There is a certain corner of my studio that I tend to use for this project. We have a lot of overcast days here in Seattle so it has marvelous, diffused light. I try to use available light as much as possible, though if I'm still working in winter as the evening approaches I'll very rarely set up a couple of off-camera slaves to add light. Sometimes a set-up just doesn't work the way I had hoped and I'll change the orientation of the background and/or the figures.
The figures in this work are all hand-painted and their meticulous detail is a big part of why the images work. On occasion I'll re-paint or modify figures to suit my purposes. They’re designed to be glued down so they don't stand on their own. The trick is getting them arranged. A lot of food is soft so I can use a toothpick to make a small hole into which I can insert one of the feet. Other times I use agave nectar or a proprietary putty to get the feet to stand on hard surfaces. Most of the process is enjoyable, from getting the idea, or seeing a food product – that would make a good backdrop – to actually setting it up in my studio and shooting it while I'm rocking out to music.
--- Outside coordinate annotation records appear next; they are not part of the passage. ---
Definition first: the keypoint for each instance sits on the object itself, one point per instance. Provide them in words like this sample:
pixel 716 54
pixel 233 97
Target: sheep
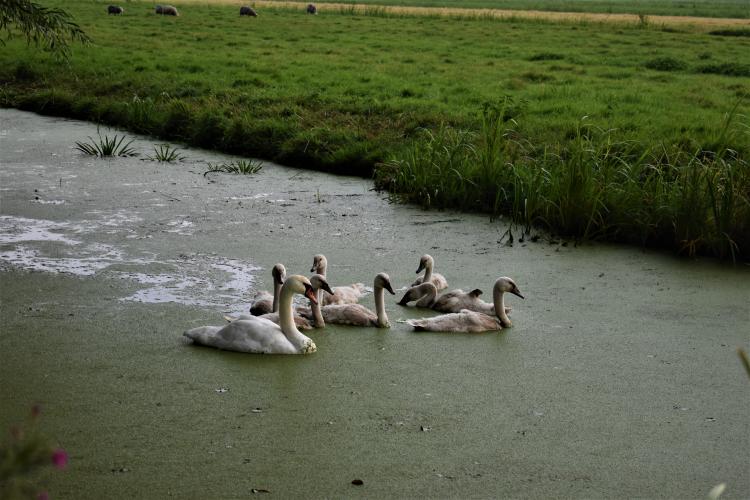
pixel 167 10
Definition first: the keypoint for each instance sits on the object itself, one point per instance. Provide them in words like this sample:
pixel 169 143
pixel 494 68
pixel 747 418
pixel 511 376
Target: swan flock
pixel 274 323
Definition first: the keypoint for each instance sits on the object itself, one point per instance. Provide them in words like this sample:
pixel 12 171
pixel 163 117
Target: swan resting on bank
pixel 355 314
pixel 472 321
pixel 426 262
pixel 453 301
pixel 259 335
pixel 341 294
pixel 264 302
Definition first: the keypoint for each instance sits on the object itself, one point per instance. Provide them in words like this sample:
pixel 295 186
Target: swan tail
pixel 418 325
pixel 202 334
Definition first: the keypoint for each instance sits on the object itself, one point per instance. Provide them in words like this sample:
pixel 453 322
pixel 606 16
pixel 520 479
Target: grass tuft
pixel 106 146
pixel 665 64
pixel 246 167
pixel 164 153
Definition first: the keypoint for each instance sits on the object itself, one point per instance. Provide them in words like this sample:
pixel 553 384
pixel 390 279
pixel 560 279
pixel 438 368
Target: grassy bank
pixel 345 91
pixel 703 8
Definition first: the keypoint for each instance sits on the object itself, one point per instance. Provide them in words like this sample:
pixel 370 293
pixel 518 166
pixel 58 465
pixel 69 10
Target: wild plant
pixel 246 167
pixel 164 153
pixel 106 146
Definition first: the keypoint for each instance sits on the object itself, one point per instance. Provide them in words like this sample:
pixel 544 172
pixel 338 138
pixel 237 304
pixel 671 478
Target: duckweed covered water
pixel 618 379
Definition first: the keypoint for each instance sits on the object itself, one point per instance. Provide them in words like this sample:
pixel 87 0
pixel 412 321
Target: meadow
pixel 719 8
pixel 624 132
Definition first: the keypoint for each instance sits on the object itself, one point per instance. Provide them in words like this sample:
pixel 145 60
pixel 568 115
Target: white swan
pixel 259 335
pixel 472 321
pixel 356 314
pixel 341 294
pixel 301 322
pixel 427 263
pixel 264 302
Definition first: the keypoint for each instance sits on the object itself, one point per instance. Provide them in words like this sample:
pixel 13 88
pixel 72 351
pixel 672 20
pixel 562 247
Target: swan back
pixel 259 335
pixel 464 321
pixel 424 294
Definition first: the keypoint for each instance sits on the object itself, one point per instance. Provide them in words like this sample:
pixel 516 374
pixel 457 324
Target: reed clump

Other than some light and color adjustment, the images are not heavily manipulated with image processing software. The food I use is even totally real. Especially with commercial food photography there is a lot of cheating, for instance, using white glue in place of milk or glass cubes instead of ice. But I don't really need to cheat with the food either. It is not always something you'd want to eat at the end of the shoot. But it is real.